Our new research shows that half of family members and friends supporting someone with MS aren't getting the support they need.
Our 2019 friends and family survey
Last June, we surveyed family members and friends who provide regular care and support to people with MS.
Of the 549 people who completed our online survey:
- half said they don’t have the practical, emotional or financial support they need
- one in three (34%) have given up work as a result
- 41% spend 35 hours or more a week providing support.
Nearly all respondents to the survey (90%) said their health and wellbeing had been negatively impacted.
What needs to change
Family members and friends told us the changes that would make the most difference were:
- the availability of appropriate care and support services for the person with MS
- respect and recognition of their role from health and care professionals
- information and advice.
We'll be working hard this year to improve the support we offer, and to campaign for UK Governments to deliver on the recommendations we set out in our report.

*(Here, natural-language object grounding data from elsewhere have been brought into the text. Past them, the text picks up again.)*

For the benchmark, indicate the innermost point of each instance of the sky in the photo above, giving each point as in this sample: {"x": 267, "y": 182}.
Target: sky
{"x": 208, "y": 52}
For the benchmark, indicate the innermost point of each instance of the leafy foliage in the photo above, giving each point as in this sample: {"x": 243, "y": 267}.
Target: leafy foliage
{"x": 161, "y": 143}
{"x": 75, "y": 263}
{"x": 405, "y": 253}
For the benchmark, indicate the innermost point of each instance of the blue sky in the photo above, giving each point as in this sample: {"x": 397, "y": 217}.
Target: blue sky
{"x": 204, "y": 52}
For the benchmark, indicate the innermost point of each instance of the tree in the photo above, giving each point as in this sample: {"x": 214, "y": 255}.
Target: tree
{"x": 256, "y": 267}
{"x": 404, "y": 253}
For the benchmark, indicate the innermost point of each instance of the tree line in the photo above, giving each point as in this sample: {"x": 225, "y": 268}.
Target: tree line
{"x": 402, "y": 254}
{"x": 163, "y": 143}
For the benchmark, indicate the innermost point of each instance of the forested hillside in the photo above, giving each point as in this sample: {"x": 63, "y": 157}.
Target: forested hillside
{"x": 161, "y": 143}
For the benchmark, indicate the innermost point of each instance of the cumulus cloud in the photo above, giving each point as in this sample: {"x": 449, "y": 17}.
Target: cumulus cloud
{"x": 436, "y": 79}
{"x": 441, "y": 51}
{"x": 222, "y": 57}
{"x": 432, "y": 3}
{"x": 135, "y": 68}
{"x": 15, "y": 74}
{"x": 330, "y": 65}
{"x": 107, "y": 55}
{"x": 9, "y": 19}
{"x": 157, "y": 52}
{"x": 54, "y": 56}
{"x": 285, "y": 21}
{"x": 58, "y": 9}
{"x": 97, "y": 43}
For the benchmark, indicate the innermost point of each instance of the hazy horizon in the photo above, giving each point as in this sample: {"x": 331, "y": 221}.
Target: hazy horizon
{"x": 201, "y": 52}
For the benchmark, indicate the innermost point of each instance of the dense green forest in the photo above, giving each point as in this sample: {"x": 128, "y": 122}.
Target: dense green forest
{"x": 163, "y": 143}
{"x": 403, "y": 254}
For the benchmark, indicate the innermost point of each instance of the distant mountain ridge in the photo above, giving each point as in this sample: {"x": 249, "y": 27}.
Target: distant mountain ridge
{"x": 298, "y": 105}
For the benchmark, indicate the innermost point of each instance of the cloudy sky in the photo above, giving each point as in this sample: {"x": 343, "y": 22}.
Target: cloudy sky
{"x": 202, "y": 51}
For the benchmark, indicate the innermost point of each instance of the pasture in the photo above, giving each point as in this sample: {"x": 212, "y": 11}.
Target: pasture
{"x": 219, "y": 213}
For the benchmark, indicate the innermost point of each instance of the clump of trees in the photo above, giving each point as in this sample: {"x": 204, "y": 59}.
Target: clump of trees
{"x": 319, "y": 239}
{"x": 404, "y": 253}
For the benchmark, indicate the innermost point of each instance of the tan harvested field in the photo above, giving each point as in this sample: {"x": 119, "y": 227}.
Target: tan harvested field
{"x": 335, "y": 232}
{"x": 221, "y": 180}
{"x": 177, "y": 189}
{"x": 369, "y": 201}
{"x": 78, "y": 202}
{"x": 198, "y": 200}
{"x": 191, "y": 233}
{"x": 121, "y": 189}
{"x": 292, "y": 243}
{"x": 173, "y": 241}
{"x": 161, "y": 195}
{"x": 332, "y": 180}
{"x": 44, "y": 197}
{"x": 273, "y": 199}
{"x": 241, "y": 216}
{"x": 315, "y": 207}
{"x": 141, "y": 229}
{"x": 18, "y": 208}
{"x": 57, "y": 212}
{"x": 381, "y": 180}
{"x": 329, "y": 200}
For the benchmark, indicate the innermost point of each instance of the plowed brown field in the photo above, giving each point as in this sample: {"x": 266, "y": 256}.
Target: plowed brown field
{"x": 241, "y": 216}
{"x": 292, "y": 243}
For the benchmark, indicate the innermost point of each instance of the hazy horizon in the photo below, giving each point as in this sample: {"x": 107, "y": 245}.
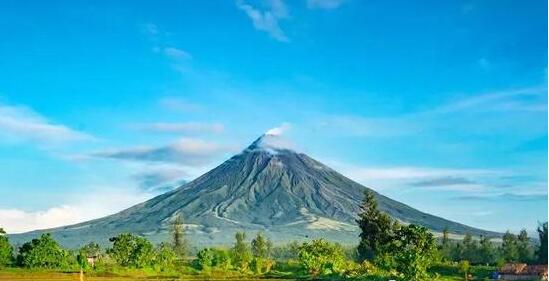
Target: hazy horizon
{"x": 442, "y": 106}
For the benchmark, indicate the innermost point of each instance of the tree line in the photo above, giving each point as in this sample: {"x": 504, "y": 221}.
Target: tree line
{"x": 386, "y": 248}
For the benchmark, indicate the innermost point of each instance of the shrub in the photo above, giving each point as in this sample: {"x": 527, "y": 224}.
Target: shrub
{"x": 320, "y": 257}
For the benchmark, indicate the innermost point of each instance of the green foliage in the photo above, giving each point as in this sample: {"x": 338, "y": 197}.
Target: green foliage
{"x": 261, "y": 250}
{"x": 376, "y": 228}
{"x": 509, "y": 249}
{"x": 6, "y": 251}
{"x": 205, "y": 258}
{"x": 524, "y": 247}
{"x": 241, "y": 255}
{"x": 131, "y": 251}
{"x": 413, "y": 251}
{"x": 43, "y": 252}
{"x": 222, "y": 259}
{"x": 261, "y": 246}
{"x": 91, "y": 249}
{"x": 464, "y": 267}
{"x": 486, "y": 251}
{"x": 470, "y": 249}
{"x": 320, "y": 257}
{"x": 286, "y": 252}
{"x": 177, "y": 231}
{"x": 165, "y": 257}
{"x": 541, "y": 252}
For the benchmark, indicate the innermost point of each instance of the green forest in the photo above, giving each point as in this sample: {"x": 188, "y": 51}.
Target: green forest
{"x": 386, "y": 249}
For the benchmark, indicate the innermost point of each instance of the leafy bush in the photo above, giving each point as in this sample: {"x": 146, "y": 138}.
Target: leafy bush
{"x": 6, "y": 252}
{"x": 44, "y": 252}
{"x": 131, "y": 251}
{"x": 320, "y": 257}
{"x": 205, "y": 258}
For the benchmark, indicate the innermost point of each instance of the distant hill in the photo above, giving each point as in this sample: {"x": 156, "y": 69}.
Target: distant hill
{"x": 267, "y": 187}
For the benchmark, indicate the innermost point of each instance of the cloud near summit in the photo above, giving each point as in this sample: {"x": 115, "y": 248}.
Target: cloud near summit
{"x": 186, "y": 151}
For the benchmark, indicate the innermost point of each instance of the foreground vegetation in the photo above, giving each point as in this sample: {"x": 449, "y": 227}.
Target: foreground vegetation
{"x": 386, "y": 250}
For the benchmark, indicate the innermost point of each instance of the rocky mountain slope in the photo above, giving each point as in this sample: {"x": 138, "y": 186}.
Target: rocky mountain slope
{"x": 267, "y": 187}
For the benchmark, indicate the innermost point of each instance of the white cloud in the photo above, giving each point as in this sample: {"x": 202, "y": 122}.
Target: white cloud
{"x": 179, "y": 104}
{"x": 277, "y": 131}
{"x": 176, "y": 53}
{"x": 90, "y": 204}
{"x": 187, "y": 151}
{"x": 19, "y": 123}
{"x": 521, "y": 99}
{"x": 150, "y": 28}
{"x": 182, "y": 127}
{"x": 267, "y": 20}
{"x": 409, "y": 173}
{"x": 324, "y": 4}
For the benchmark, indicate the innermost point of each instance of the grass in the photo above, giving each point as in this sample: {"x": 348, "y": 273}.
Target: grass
{"x": 282, "y": 271}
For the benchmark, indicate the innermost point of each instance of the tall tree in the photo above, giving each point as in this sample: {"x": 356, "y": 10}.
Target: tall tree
{"x": 413, "y": 251}
{"x": 320, "y": 257}
{"x": 486, "y": 253}
{"x": 524, "y": 247}
{"x": 178, "y": 236}
{"x": 541, "y": 252}
{"x": 260, "y": 246}
{"x": 43, "y": 252}
{"x": 377, "y": 228}
{"x": 470, "y": 249}
{"x": 131, "y": 250}
{"x": 509, "y": 249}
{"x": 446, "y": 245}
{"x": 6, "y": 252}
{"x": 241, "y": 252}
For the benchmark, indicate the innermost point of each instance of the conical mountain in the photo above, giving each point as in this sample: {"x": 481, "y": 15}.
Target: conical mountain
{"x": 267, "y": 187}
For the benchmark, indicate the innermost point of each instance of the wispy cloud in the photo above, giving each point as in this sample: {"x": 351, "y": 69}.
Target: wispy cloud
{"x": 504, "y": 197}
{"x": 89, "y": 203}
{"x": 181, "y": 127}
{"x": 324, "y": 4}
{"x": 150, "y": 28}
{"x": 179, "y": 104}
{"x": 267, "y": 20}
{"x": 20, "y": 123}
{"x": 409, "y": 173}
{"x": 522, "y": 99}
{"x": 161, "y": 179}
{"x": 176, "y": 53}
{"x": 444, "y": 181}
{"x": 187, "y": 151}
{"x": 480, "y": 113}
{"x": 179, "y": 59}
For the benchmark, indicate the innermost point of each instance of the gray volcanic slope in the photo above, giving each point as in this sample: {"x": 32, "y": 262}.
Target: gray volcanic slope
{"x": 268, "y": 188}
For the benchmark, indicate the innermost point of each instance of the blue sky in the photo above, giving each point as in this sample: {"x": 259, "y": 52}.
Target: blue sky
{"x": 439, "y": 104}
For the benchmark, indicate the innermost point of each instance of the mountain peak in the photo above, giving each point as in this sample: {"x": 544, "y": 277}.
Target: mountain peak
{"x": 272, "y": 143}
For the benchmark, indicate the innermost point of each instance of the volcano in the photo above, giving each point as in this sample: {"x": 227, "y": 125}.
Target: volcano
{"x": 267, "y": 187}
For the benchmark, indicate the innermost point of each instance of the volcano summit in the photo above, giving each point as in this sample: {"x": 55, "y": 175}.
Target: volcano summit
{"x": 267, "y": 187}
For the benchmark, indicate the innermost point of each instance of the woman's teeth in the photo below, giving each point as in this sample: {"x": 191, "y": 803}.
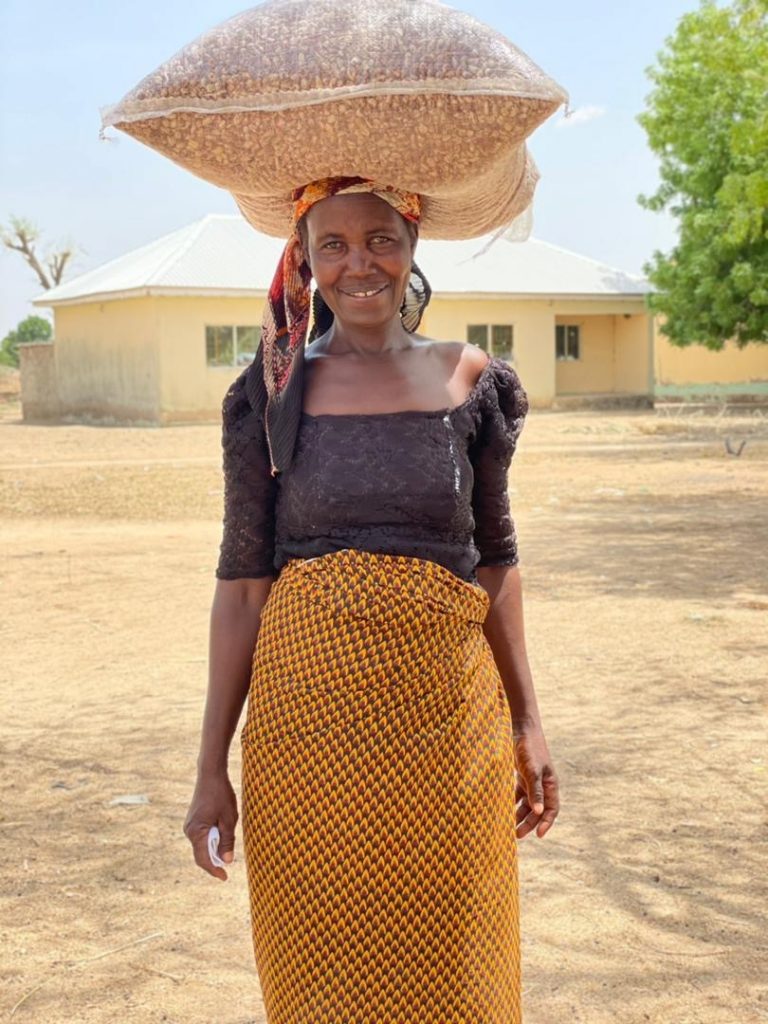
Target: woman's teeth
{"x": 366, "y": 295}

“I spend 70 hours a week supporting my son”
Clare, 69, lives in Buckinghamshire. She and her husband have been supporting son Trevor, 38, since his primary progressive MS diagnosis five years ago.
Clare said: “I left my full-time job when Trevor was diagnosed and found part-time work so I could be at home more. I now spend around 70 hours a week washing, cleaning, cooking, driving, dressing sores and tying shoelaces.”
“Thinking about what might happen long term is one of the most challenging aspects of caring. We’re terrified what will happen when we die, and I know my son is too.”
We need a properly funded care system
Fredi Cavander-Attwood, our Policy Manager, said: “The adult social care system is under more pressure than ever and failing to provide the support older people, disabled adults and their families need. Residents of the UK now have a 65% chance of providing unpaid care in their adult lives – massively impacting their employment prospects, financial stability, and health and wellbeing.
“More than 130,000 people live with MS in the UK, and it shouldn’t be assumed that their family and friends can plug the gaps in our broken social care system. We need a fair, effective and properly funded care system across the UK so no one is forced to give up work to ensure their loved one gets proper support.”